Now let's specify a user ID in the config and tell the model our name:

config = {"configurable": {"thread_id": "1", "user_id": "1"}}
input_message = {"role": "user", "content": "Hi! Remember: my name is Bob"}
for chunk in workflow.stream([input_message], config, stream_mode="values"):
    chunk.pretty_print()
================================== Ai Message ==================================

Hello Bob! Nice to meet you. I'll remember that your name is Bob. How can I help you today?

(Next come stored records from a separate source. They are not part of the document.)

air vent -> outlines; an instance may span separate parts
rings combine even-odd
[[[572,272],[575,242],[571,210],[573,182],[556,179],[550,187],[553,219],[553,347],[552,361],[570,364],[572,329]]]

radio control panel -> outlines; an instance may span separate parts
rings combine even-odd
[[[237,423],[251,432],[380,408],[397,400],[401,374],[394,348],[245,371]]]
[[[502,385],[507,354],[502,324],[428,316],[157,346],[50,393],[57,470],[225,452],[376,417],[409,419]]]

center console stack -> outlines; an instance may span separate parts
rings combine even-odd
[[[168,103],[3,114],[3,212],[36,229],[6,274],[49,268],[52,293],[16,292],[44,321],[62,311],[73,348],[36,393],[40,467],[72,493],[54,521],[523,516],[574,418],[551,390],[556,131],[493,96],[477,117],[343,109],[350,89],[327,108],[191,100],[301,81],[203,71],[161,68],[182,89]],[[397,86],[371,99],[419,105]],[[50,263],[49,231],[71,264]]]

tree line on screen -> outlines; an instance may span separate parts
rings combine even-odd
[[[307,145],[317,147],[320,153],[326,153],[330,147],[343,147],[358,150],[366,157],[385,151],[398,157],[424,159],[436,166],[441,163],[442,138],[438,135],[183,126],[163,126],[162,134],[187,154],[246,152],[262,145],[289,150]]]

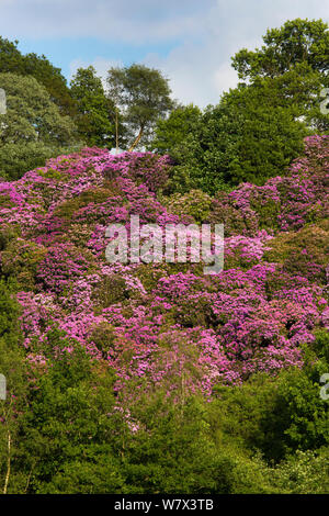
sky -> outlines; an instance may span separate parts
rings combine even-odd
[[[216,104],[238,77],[230,58],[262,45],[296,18],[329,22],[327,0],[0,0],[0,35],[44,54],[69,81],[93,65],[144,64],[169,79],[172,98]]]

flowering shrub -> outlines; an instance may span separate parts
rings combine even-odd
[[[134,379],[179,397],[303,364],[329,318],[328,137],[306,138],[288,176],[213,199],[166,200],[169,167],[150,153],[87,148],[0,183],[1,267],[19,276],[27,360],[47,362],[55,327],[113,368],[118,391]],[[132,214],[224,223],[225,270],[107,263],[105,229],[129,228]]]

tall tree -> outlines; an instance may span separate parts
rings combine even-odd
[[[33,77],[0,74],[7,113],[0,115],[0,175],[10,179],[79,145],[76,126]]]
[[[76,104],[60,69],[53,66],[44,55],[37,56],[34,53],[23,55],[18,44],[18,41],[10,42],[0,36],[0,74],[12,72],[34,77],[47,89],[52,101],[58,105],[60,112],[73,116]]]
[[[300,74],[295,103],[310,127],[318,132],[329,128],[328,116],[320,110],[321,90],[329,87],[329,31],[322,20],[290,20],[279,29],[268,30],[264,45],[251,52],[242,48],[232,57],[239,78],[253,82],[259,78],[277,78],[296,70]],[[302,72],[300,72],[302,70]],[[286,90],[282,89],[283,99]]]
[[[149,149],[160,154],[172,152],[183,142],[201,116],[202,112],[197,105],[178,105],[167,119],[157,121]]]
[[[90,146],[113,147],[115,106],[105,96],[95,69],[92,66],[79,68],[70,86],[77,101],[76,122],[81,138]]]
[[[156,121],[173,108],[168,79],[159,70],[134,64],[111,68],[107,85],[109,98],[123,111],[127,127],[134,134],[129,148],[133,150],[147,141]]]

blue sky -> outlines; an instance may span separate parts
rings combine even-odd
[[[143,63],[170,79],[173,97],[217,103],[237,83],[230,57],[295,18],[329,21],[326,0],[0,0],[0,35],[45,54],[69,80],[80,66],[106,76]]]

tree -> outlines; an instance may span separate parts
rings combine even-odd
[[[264,45],[254,52],[242,48],[232,57],[232,67],[239,78],[251,83],[259,78],[279,78],[296,70],[304,80],[299,81],[294,101],[300,103],[303,115],[310,127],[318,132],[328,131],[328,116],[320,111],[320,92],[329,87],[328,24],[322,20],[291,20],[280,29],[268,30]],[[286,91],[282,90],[285,98]],[[305,100],[306,98],[306,100]]]
[[[242,181],[262,184],[282,175],[303,150],[308,134],[294,102],[299,82],[295,72],[290,74],[285,83],[279,77],[240,85],[218,105],[208,106],[170,153],[177,162],[172,190],[214,194]],[[290,100],[282,100],[283,88]]]
[[[201,115],[197,105],[178,105],[168,119],[157,121],[149,149],[159,154],[170,153],[197,125]]]
[[[107,85],[109,98],[123,110],[124,120],[135,135],[129,148],[133,150],[147,139],[156,121],[173,108],[168,79],[159,70],[134,64],[111,68]]]
[[[53,66],[44,55],[37,56],[34,53],[23,55],[18,49],[18,41],[10,42],[0,36],[0,74],[12,72],[34,77],[46,88],[60,113],[73,116],[76,104],[60,69]]]
[[[0,74],[7,113],[0,115],[0,173],[10,179],[44,165],[78,145],[69,116],[61,115],[47,90],[33,77]]]
[[[89,146],[114,145],[113,102],[106,98],[102,80],[92,66],[79,68],[71,82],[71,94],[77,101],[76,119],[79,134]]]

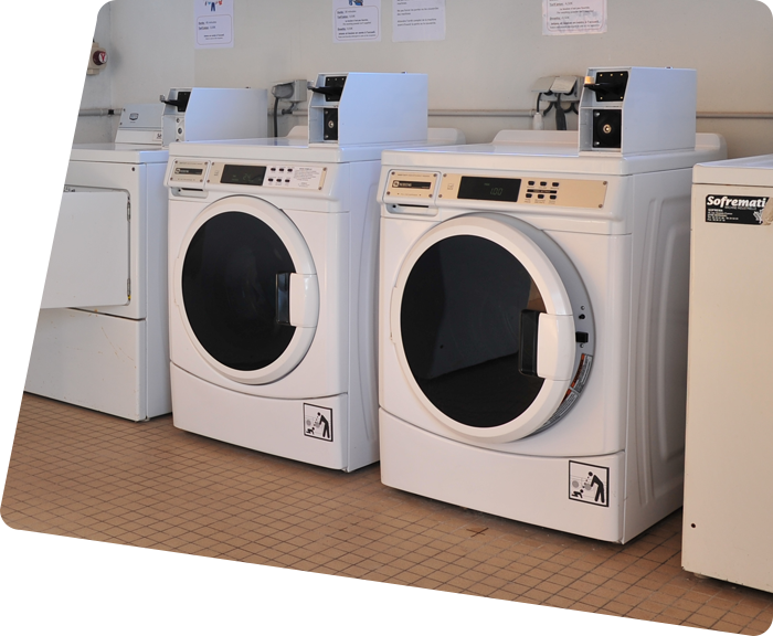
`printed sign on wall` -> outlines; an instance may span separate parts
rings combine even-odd
[[[606,33],[606,0],[542,0],[542,35]]]
[[[332,0],[333,42],[381,42],[381,0]]]
[[[445,40],[445,0],[392,0],[392,42]]]
[[[233,49],[233,0],[193,0],[195,47]]]

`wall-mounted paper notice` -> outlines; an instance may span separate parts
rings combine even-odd
[[[233,49],[233,0],[193,0],[195,47]]]
[[[542,35],[606,33],[606,0],[542,0]]]
[[[392,42],[445,40],[445,0],[392,0]]]
[[[333,42],[381,42],[381,0],[332,0]]]

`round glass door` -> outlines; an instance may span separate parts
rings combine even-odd
[[[403,262],[392,298],[409,384],[467,437],[530,435],[562,416],[587,378],[584,286],[552,239],[522,221],[481,213],[436,225]]]
[[[480,236],[452,236],[424,252],[405,283],[400,329],[427,400],[466,426],[520,416],[544,379],[521,372],[521,312],[544,311],[526,267]]]
[[[319,312],[303,235],[284,212],[248,197],[225,198],[191,224],[176,267],[176,300],[204,359],[250,384],[297,365]]]
[[[202,224],[182,264],[182,301],[207,352],[237,371],[276,362],[295,333],[277,320],[276,280],[294,272],[279,236],[252,214],[224,212]]]

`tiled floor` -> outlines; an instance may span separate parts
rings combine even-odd
[[[0,636],[770,635],[773,595],[611,545],[10,389]]]

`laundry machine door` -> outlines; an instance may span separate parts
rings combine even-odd
[[[46,192],[0,197],[0,309],[126,305],[126,192]]]
[[[273,382],[308,351],[317,272],[298,227],[271,203],[226,197],[205,208],[183,237],[173,276],[191,341],[224,377]]]
[[[584,285],[542,231],[504,214],[434,226],[392,292],[391,337],[409,384],[451,430],[511,442],[580,399],[594,331]]]

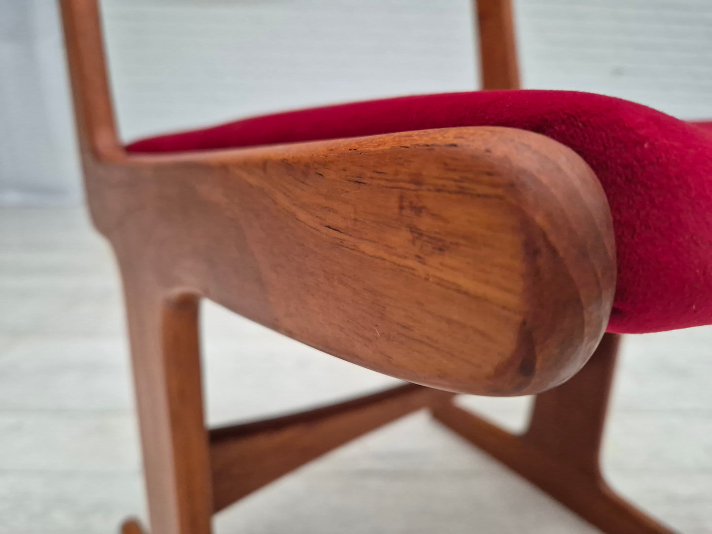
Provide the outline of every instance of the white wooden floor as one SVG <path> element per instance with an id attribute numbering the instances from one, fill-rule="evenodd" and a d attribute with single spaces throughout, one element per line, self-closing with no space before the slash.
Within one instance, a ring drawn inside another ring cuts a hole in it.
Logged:
<path id="1" fill-rule="evenodd" d="M 143 515 L 115 268 L 79 209 L 0 210 L 0 533 L 116 532 Z M 211 422 L 392 383 L 204 307 Z M 605 464 L 681 532 L 712 533 L 712 328 L 629 337 Z M 468 397 L 511 426 L 528 399 Z M 594 533 L 424 413 L 219 515 L 227 534 Z"/>

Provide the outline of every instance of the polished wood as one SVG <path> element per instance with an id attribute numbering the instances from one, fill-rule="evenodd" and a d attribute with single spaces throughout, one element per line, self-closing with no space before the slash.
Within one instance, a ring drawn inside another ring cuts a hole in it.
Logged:
<path id="1" fill-rule="evenodd" d="M 436 419 L 609 534 L 673 534 L 610 488 L 599 453 L 618 337 L 607 334 L 573 378 L 537 395 L 528 429 L 508 432 L 451 402 Z"/>
<path id="2" fill-rule="evenodd" d="M 409 386 L 211 439 L 200 298 L 451 392 L 540 392 L 593 352 L 612 305 L 614 244 L 600 184 L 570 150 L 528 132 L 460 127 L 126 154 L 96 1 L 61 5 L 87 197 L 124 281 L 154 534 L 206 534 L 215 509 L 321 451 L 428 402 L 444 418 L 456 409 Z M 304 450 L 288 452 L 290 439 Z M 123 531 L 140 530 L 130 521 Z"/>
<path id="3" fill-rule="evenodd" d="M 374 429 L 453 394 L 407 384 L 294 415 L 211 430 L 216 512 Z"/>
<path id="4" fill-rule="evenodd" d="M 518 89 L 519 68 L 511 0 L 473 0 L 483 89 Z"/>

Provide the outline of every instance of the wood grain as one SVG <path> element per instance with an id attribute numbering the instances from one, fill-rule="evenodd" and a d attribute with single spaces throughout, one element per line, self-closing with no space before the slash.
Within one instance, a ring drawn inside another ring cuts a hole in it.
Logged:
<path id="1" fill-rule="evenodd" d="M 90 210 L 124 281 L 154 534 L 208 534 L 214 488 L 226 504 L 352 436 L 344 421 L 367 431 L 442 397 L 411 386 L 415 404 L 409 394 L 327 414 L 313 451 L 280 446 L 281 469 L 245 471 L 241 459 L 268 459 L 250 447 L 271 441 L 209 442 L 201 298 L 451 392 L 537 393 L 593 352 L 612 303 L 614 244 L 600 184 L 570 150 L 528 132 L 460 127 L 127 155 L 97 3 L 62 9 Z M 305 439 L 304 422 L 290 421 L 283 436 Z M 229 482 L 236 468 L 245 479 Z M 140 531 L 135 521 L 123 530 Z"/>
<path id="2" fill-rule="evenodd" d="M 473 0 L 483 89 L 518 89 L 511 0 Z"/>
<path id="3" fill-rule="evenodd" d="M 352 439 L 452 394 L 414 384 L 210 432 L 214 510 Z"/>
<path id="4" fill-rule="evenodd" d="M 513 434 L 444 401 L 436 419 L 609 534 L 674 534 L 606 483 L 599 454 L 619 337 L 607 334 L 572 379 L 537 395 L 528 430 Z"/>
<path id="5" fill-rule="evenodd" d="M 93 213 L 120 263 L 409 382 L 538 392 L 580 368 L 607 321 L 604 196 L 535 134 L 133 156 L 98 177 L 110 194 Z"/>

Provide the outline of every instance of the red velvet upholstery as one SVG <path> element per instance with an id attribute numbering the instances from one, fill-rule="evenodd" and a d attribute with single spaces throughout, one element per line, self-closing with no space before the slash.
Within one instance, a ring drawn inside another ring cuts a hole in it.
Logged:
<path id="1" fill-rule="evenodd" d="M 572 91 L 485 91 L 329 106 L 145 140 L 173 152 L 454 126 L 547 135 L 591 166 L 613 214 L 618 285 L 609 332 L 712 323 L 712 123 L 694 125 L 618 98 Z"/>

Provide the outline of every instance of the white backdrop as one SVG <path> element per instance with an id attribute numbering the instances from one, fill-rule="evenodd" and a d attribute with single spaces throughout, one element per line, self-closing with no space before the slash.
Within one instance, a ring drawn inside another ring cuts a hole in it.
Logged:
<path id="1" fill-rule="evenodd" d="M 104 0 L 123 139 L 476 87 L 469 0 Z M 525 87 L 712 117 L 712 1 L 519 0 Z M 53 0 L 0 0 L 0 203 L 81 198 Z"/>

config = {"configurable": {"thread_id": "2", "user_id": "1"}}
input_message = {"role": "user", "content": "what is my name?"}
for chunk in workflow.stream([input_message], config, stream_mode="values"):
    chunk.pretty_print()
================================== Ai Message ==================================

Your name is Bob.
We can now inspect our in-memory store and verify that we have in fact saved the memories for the user:

for memory in in_memory_store.search(("memories", "1")):
    print(memory.value)
{'data': 'User name is Bob'}
Let's now run the workflow for another user to verify that the memories about the first user are self contained:

config = {"configurable": {"thread_id": "3", "user_id": "2"}}
input_message = {"role": "user", "content": "what is my name?"}
for chunk in workflow.stream([input_message], config, stream_mode="values"):
    chunk.pretty_print()
================================== Ai Message ==================================

I don't have any information about your name. I can only see our current conversation without any prior context or personal details about you. If you'd like me to know your name, feel free to tell me!